Korruption ist in der russischen Gesellschaft allgegenwärtig: die allgemeine Bereitschaft, sich auf allen Ebenen des Lebens korrumpieren zu lassen. Das beginnt bei den Schwestern in den Krankenhäusern, die nur für persönliche Zuwendungen bereit sind, ihre Pflicht zu tun, und endet bei
den Ärzten, die etwa vor Operationen ihre Patienten noch einmal privat zur Kasse bitten. Und auf den obersten Sprossen der Leiter gehen die entsprechenden Beträge dann leicht in die Millionen, mitunter gar in die Milliarden. Patriarch Kyrill, der lange Zeit den zollfreien Import von Alkohol und Zigaretten leitete, hat ein Privatvermögen von etwa 8 Milliarden Euro nebst einer Reihe von Palästen, einer Jacht und einer Maybach-Luxuslimousine. Und sein Präsident verfügt nach neuesten Schätzungen über ein Vermögen von rund 200 Milliarden Euro. Korruption ist die ewig blutende Wunde der russischen Gesellschaft. Von ganz unten bis ganz oben.

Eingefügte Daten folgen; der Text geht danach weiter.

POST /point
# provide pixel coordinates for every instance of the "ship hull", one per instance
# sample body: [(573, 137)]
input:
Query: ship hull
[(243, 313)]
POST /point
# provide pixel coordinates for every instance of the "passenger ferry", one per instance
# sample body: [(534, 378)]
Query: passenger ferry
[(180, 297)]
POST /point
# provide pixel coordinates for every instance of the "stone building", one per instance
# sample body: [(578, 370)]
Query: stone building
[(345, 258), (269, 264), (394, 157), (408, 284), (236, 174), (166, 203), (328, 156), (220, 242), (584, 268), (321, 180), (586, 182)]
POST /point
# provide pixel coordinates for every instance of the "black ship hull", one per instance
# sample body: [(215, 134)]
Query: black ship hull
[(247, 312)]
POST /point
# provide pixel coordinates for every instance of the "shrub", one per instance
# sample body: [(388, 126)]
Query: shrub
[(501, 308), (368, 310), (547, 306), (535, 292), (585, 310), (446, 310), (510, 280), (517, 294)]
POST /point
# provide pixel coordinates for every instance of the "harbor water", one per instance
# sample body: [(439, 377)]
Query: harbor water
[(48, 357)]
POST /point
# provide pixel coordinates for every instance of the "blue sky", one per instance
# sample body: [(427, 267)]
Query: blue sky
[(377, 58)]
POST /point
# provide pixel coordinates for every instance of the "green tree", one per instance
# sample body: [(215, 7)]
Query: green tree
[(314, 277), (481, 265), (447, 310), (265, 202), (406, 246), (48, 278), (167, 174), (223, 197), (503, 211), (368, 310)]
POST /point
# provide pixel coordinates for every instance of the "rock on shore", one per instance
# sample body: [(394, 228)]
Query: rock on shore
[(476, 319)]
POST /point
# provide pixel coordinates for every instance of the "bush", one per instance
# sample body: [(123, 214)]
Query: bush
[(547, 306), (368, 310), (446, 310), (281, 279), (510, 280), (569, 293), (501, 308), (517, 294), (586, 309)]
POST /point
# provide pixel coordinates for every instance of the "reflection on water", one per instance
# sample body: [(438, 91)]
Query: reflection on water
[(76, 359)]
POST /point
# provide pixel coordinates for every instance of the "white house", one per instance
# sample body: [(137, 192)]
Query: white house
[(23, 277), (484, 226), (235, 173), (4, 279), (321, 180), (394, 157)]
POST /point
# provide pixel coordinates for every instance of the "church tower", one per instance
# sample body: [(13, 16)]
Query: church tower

Sie sind Historiker. Wenn Sie sich einen Eintrag im Geschichtsbuch überlegen müssten, den Putin selbst gerne über seine Rolle in der Weltgeschichte läse, wie würde der aussehen?

Putin nannte ja einmal den Untergang der alten Sowjetunion die „größte geopolitische Katastrophe des 20. Jahrhunderts“. Und daran gibt er seinem Vorvorgänger Gorbatschow eine gehörige Mitschuld. Die Staaten im Kaukasus, die asiatischen Republiken, von Kasachstan bis Usbekistan,
sind weg, das weiß er. Aber was er will und was sein Wunschtraum ist, das ist die Wiedervereinigung der slawischen Staaten mit Russland, also Belarus und vor allem die Ukraine. Und deshalb ist er dort auch eingefallen. Putin träumt von einem neuen großrussischen Reich.

Müssen wir Angst vor Putin haben?

Angst ist ein schlechter Ratgeber. Die jahrzehntelang gehegte Hoffnung, dass sich Russland wandeln würde – Wandel durch Handel, durch wirtschaftlichen, kulturellen Austausch, ist zerstoben. Also müssen wir nun die kaputtgesparte Bundeswehr ertüchtigen, die Ukraine unterstützen und dem großen Land im Osten zeigen: Nein, so geht es nicht. Aber Putin ist nicht Russland. Es wird auch eine Zeit nach Putin geben. Dafür müssen wir gerüstet sein – in jedem Sinne.